中国のWTO加盟と、同国の経済成長に刺激されて、対中外資直接投資は目覚ましいペースで増加している。2002年の外資直接投資総額は、2001年に比べて12.5%増の527億ドルとなった。外資投資による企業数は、2002年に30.7%増加した 。

こうした外資直接投資の流入は、「世界が中国市場を重視していることを表し」 、また企業が中国の比較的安価な労働力や資源を利用することを可能にする。このような労働力や資源の利用は、「中国市場の巨大な可能性を開く」 はずであり、中国のインフラおよび政策環境が改善を続けるに伴い、対中外資直接投資は増加を続けるはずである 。

前述のように、中国政府は、外資投資と中国との関係において極めて重要な役割を果たしている。テクノロジー産業は、過去に中国で事業関係を確立しようとした外国企業が直面した障害を検討し、そこから学ばなければならない。
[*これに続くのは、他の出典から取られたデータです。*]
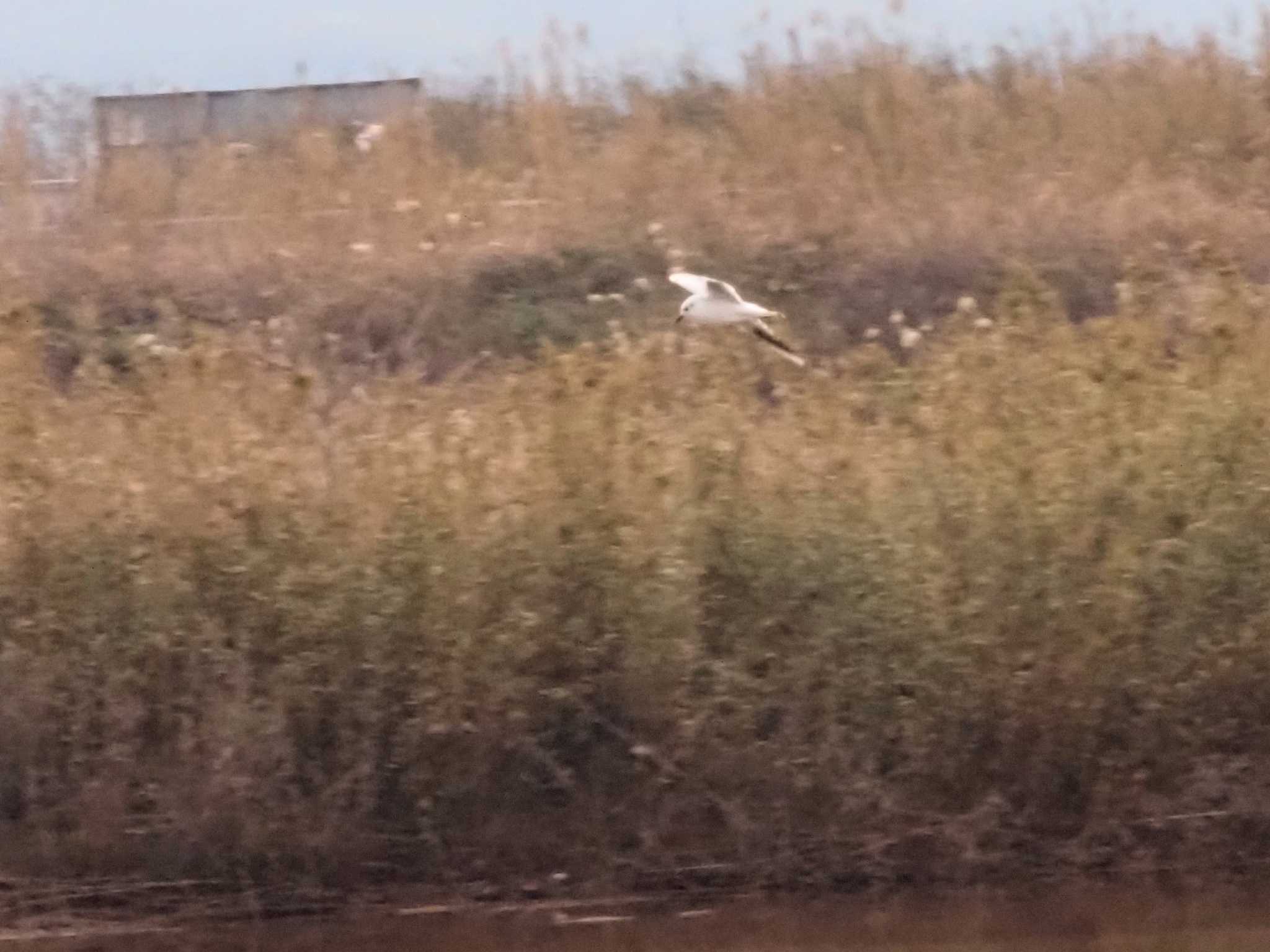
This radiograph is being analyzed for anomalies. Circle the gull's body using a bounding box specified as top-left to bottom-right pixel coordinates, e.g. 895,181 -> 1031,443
667,272 -> 806,367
中国の官民の指導層が国内にテクノロジー企業を設立しようとする内部からの意志を利用することによって、テクノロジー産業は、外資直接投資の力を借りて中国国内に健全な基盤を築くことができる 。

前述の通り、ハイテク産業は、過去の例とは異なり、中国での事業運営および中国との事業運営に対する開発支援を中国国内で受けている。米国ハイテク企業は、一般製造企業の体験を将来への指針とし、中国での事業運営の方法を学ぶべきである。そうすることによって、今後、時と共に成功が達成できる 。

禁止措置が米国企業の収益予想に及ぼす影響

輸出禁止措置の悪影響を受けているのは、業界に新たに参入するため、最新式の設備を購入して製造を開始するという選択肢を持つ中国企業であると思われる 。一例を挙げると、上海のチップメーカー、セミコンダクター・マニュファクチャリング・インターナショナル・コーポレーションは、禁止措置のために、「最高のサーキットラインを持つチップを製造する」米国製機械を購入することができない。したがって同社は、別のチップ製造法を探さなければならない。同社の事業開発担当シニア・ディレクターのJoseph Xieによると、これは「より困難であるが、実行可能である」という 。
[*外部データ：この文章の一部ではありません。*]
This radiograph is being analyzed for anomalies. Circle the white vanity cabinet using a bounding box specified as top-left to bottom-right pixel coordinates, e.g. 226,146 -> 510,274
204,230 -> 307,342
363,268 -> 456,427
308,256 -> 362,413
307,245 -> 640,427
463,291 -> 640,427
こうした米国政府の禁止措置は、セミコンダクター・マニュファクチャリング・インターナショナル・コーポレーションのような企業の発展を減速させることによって、コストを増大させている。中国のWTO加盟の結果、中国が半導体チップ輸出において、より強力な役割を果たすようになるに伴い、こうしたコストを電子製品産業が吸収しなければならず、最終的には消費者の負担となる 。禁止措置は、その悪影響を受ける企業の収益をなくし、小売価格を引き上げ、それを世界中の消費者が吸収することになる 。

米国政府の輸出禁止措置は、中国国内の企業に悪影響を及ぼすだけでなく、米国の企業が、比較的安価で豊富な中国の人的資本を活用する能力をも妨げる 。インテルのような企業にとっては、禁止措置による制限によって、効果的な競争の能力が低下する。同社のCEOクレイグ・バレットは、「われわれは最新式の工場しか建設しないが、制限のため、最新の設備やプロセス技術を中国に輸出することができない」と語る 。
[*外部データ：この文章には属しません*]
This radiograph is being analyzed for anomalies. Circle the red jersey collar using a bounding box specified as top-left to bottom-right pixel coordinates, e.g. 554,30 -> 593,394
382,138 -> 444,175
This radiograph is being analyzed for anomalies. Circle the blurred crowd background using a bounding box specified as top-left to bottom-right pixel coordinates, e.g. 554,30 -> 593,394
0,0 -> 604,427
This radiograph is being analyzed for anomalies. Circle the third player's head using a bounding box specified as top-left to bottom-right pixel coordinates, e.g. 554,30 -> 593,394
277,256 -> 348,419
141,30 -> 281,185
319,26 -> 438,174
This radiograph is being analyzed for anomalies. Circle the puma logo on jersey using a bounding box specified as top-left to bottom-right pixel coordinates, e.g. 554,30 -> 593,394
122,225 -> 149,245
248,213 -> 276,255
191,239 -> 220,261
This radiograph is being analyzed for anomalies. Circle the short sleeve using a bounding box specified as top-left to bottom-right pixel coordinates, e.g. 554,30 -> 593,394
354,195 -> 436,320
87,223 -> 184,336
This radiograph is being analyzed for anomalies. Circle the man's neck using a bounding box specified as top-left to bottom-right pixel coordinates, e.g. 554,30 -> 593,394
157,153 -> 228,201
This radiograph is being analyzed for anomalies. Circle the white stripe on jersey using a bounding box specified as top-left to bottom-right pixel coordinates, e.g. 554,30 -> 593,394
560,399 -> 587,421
先端工場を設計・建設する専門技術を有する台湾人経営の企業は、中国本土へ移転することによって、そうした最新式施設に伴うコストを削減する。一方、米国企業は、競争力を維持するために自らの収益性を下げることを余儀なくされる。テンシリカのCEOクリス・ローウェンは、「長期的には、先端『ディープ・サブミクロン』シリコン製造の輸出制限は(テンシリカの)可能性を制限することになり得る」と言う。

中国では、知的所有権侵害が引き続き大きな問題であるが、そうした侵害活動の最小化を目的とする輸出禁止が、その目的達成にほとんど貢献していない、というのがほぼ一致した見方である。さらに、ソフトウェア、設計、製造等の事業の正当性が増すに伴い、あからさまな知的所有権侵害は減っており、また分解模倣は中国だけに限られた行為ではない。輸出禁止措置は、知的所有権侵害の抑制という意図を達成しておらず、実際には中国の新事業の発展を遅らせると共に、中国国内の労働・技術を活用しようとする米国企業の収益の可能性をなくしている。


6. 中国における広範な知的所有権侵害活動

質問 (6): 知的所有権侵害は、中国に関連してよく挙げられる問題であり、米国政府の輸出禁止措置の基本的な理由となっている。中国では、米国その他の諸国に比べて知的所有権侵害がより広範な問題であると思うか。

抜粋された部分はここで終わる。